Klitschko's older brother, Vitali Klitschko, was also working the corner that night and blamed himself for the loss.
He told Wladimir to take his time, which in turn may have let Joshua off the hook.
"When Wladimir almost knocked Joshua out, I gave him the wrong advice. I was positive that Joshua, with his huge muscle mass, would not be able to last [the distance]," Vitali said.
"I advised Wladimir not to rush anything. I had hoped that after the seventh, the eighth round... Joshua would really slow down. Now I think that maybe it was a mistake, maybe it was necessary to finish him off sooner."
Banks went bonkers when he realized what Vitali had instructed.
"I understood Vitali say that in Russian. I jumped up! The security guards told me to sit down but I was shouting: 'Finish him, finish him!' I knew Vitali's voice would reign supreme over mine. I tried my best to override," Banks said.
"I've got brothers too and we're very close. If someone questions my brother, my initial thought is to defend my brother. I accept it and we move on. You've got to understand that to Vitali, it wasn't a mistake. His job is to protect his little brother. His emotion clouded the business. A lot of fathers who are trainers for their sons either stop the fight too early or too late. Someone unrelated? My job is also to protect but the emotion is different."
Joshua was able to recover as the fight played out, and stopped Klitschko in the eleventh round.
That contest was the final bout of Klitschko's career. While he initially exercised a rematch clause, he ultimately passed on the opportunity and announced his retirement.

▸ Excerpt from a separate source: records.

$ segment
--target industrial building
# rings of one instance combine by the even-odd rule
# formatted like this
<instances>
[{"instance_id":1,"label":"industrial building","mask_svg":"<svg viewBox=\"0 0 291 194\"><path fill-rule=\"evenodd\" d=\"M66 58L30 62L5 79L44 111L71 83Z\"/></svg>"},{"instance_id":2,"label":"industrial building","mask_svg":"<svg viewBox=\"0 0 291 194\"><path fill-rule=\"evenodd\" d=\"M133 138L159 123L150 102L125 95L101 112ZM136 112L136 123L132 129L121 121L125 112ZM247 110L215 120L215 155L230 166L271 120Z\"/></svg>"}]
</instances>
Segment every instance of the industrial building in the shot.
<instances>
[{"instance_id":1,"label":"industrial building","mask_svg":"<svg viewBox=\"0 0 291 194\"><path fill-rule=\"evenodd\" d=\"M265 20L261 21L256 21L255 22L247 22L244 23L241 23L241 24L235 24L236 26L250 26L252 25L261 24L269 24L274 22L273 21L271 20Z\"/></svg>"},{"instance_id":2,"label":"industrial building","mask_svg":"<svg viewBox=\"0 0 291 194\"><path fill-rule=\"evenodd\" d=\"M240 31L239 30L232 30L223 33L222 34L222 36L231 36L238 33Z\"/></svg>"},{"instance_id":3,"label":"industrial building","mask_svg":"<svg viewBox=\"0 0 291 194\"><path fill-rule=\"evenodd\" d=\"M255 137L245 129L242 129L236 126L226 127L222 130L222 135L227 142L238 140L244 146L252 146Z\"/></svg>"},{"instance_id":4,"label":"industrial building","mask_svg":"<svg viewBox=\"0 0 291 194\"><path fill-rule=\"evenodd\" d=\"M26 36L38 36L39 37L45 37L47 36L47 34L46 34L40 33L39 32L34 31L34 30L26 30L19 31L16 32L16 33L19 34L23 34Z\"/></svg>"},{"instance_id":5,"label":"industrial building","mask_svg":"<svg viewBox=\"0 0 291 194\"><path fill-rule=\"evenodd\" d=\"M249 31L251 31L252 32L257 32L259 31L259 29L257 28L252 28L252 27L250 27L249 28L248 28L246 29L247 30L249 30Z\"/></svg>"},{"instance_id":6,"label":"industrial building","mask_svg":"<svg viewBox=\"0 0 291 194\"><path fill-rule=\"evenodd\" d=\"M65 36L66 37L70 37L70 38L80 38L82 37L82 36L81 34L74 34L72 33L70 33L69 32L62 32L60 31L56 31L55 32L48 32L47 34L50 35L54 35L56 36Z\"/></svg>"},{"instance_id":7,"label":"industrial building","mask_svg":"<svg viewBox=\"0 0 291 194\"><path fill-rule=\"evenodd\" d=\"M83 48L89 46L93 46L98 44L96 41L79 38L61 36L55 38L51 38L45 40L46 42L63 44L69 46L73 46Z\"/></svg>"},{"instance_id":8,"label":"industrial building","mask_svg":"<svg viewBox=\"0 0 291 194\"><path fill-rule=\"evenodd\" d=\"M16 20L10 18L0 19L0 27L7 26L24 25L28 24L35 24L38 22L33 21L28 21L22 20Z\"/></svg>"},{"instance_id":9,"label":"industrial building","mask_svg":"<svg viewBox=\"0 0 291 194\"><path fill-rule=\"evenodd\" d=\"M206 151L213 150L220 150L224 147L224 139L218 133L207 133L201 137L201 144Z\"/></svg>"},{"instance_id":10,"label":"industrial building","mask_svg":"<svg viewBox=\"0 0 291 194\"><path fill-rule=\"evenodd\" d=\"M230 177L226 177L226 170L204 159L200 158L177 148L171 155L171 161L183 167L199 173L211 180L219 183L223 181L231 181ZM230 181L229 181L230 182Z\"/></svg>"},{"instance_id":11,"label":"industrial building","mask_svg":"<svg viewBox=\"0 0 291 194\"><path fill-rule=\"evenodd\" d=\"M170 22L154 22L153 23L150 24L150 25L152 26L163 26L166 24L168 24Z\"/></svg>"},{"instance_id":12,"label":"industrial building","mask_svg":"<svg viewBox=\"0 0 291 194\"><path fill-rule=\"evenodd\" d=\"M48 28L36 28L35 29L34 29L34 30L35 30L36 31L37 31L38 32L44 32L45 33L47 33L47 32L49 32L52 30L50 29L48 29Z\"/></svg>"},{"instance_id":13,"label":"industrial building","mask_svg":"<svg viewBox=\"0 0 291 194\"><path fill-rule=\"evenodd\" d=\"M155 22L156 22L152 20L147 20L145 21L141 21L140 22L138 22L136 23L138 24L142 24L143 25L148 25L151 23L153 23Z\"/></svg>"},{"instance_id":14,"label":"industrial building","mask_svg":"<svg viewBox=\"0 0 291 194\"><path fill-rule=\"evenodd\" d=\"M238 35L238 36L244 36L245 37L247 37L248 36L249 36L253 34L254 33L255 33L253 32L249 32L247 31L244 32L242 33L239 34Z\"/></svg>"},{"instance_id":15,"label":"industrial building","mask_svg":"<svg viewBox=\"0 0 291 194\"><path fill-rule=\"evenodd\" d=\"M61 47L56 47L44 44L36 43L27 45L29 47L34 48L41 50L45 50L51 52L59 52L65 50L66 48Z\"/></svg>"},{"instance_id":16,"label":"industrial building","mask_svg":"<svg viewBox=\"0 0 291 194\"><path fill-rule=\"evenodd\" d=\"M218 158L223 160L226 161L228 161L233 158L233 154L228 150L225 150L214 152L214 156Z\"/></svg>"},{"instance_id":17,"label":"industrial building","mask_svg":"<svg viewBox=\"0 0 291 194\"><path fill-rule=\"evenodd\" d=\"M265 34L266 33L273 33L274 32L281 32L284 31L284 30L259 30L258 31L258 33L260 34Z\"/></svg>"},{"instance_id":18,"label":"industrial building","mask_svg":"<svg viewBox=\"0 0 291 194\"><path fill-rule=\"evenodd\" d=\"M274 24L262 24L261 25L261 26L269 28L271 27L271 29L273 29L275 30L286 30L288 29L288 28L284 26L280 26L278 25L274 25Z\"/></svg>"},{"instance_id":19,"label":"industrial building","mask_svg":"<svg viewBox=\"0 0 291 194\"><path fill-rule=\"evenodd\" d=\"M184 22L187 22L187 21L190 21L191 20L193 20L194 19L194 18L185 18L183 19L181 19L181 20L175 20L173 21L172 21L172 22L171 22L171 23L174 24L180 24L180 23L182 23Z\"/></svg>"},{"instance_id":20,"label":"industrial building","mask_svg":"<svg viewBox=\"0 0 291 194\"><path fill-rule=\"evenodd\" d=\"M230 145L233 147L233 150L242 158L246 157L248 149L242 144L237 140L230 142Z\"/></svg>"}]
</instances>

Banks was very proud of his boxer's last in-ring performance.
"If I were in Joe Frazier's corner for the Thrilla in Manila would I be upset that we lost? Or enthused to be a part of such a historic event? I loved how Wladimir fought. He performed better in that fight than most people thought he had in his entire career," Banks said.
"A lot of questions from his reign on top were only answered in that fight. He answered questions from critics dating back to 2004. Like The Gladiator movie - you win the crowd, you win your freedom. Wladimir's lock and key was that he never went through [difficulty]. If you knocked him down, it was over - that was his chain. But he answered that question and gained his freedom."